During a 60-minute yoga practice, 18 billion of your cells perish and are regenerated. We get fresh liver cells about every 400 days. The cells that line your intestines (epithelial) are replaced every five days. Skin cells are replaced every 39 days. The lungs can regenerate after about nine months. Every seven to ten years each cell in your body is replaced.

 

Our bodies are constantly unbecoming and becoming.  

 

Yogis have practiced unbecoming and becoming techniques for thousands of years. Yoga practices can release old emotional and mental patterns (samskaras). Most people operate in their samskaras most of the time, moving through life guided by preferences, aversions, and preconceived ideas that are sometime formed early in life unconsciously or by trauma. Who are we really? Are we a collection of our memories and personal narratives?
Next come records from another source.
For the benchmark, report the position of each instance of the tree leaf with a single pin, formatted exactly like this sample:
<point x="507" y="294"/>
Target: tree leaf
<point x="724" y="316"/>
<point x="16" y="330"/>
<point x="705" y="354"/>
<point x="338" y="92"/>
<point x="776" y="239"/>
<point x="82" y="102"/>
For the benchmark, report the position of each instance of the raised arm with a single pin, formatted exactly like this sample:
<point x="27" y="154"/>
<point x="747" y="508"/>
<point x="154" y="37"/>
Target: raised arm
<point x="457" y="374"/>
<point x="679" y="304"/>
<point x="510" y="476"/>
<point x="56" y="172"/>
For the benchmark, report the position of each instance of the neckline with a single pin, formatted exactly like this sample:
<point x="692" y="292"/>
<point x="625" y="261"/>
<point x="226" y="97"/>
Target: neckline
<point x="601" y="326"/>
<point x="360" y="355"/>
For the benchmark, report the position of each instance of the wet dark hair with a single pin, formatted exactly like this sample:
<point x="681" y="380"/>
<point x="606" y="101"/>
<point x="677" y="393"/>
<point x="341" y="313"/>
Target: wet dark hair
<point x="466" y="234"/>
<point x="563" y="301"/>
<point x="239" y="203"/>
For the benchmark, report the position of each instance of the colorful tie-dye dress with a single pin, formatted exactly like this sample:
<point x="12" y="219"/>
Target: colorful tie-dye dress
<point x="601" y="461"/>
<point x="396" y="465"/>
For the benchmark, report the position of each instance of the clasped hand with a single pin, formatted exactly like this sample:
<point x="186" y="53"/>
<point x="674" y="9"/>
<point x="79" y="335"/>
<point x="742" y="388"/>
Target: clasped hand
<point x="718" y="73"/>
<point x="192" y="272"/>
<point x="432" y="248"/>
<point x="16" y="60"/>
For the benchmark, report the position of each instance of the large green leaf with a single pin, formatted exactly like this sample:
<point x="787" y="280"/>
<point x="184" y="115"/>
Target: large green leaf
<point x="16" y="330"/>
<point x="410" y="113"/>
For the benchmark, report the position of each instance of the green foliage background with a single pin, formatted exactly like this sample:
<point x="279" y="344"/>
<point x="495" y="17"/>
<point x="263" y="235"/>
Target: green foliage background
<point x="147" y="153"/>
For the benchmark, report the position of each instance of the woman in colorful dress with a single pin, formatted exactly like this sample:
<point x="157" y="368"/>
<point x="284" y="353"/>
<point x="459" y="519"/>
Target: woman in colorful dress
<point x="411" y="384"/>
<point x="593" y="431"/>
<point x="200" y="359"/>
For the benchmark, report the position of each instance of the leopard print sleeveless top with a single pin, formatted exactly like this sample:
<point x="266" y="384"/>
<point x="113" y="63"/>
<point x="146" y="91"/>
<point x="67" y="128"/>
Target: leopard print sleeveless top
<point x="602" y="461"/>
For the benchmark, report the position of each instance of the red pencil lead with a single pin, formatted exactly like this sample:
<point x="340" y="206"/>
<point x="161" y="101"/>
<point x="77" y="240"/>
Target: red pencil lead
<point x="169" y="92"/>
Are we an assemblage of our accomplishments, failures, fears, habits, opinions, and thoughts? 

 

As we dive deeper into the practice of yoga and start to investigate the philosophies that inform our practice, questions like “Who am I?” emerge.  Perhaps who I thought I was isn’t so clear anymore. Perhaps I am letting go of attachments and identifications, and I’m starting to feel differently now.  Perhaps as my mind got quieter, I started to see more clearly.  Who am I unbecoming?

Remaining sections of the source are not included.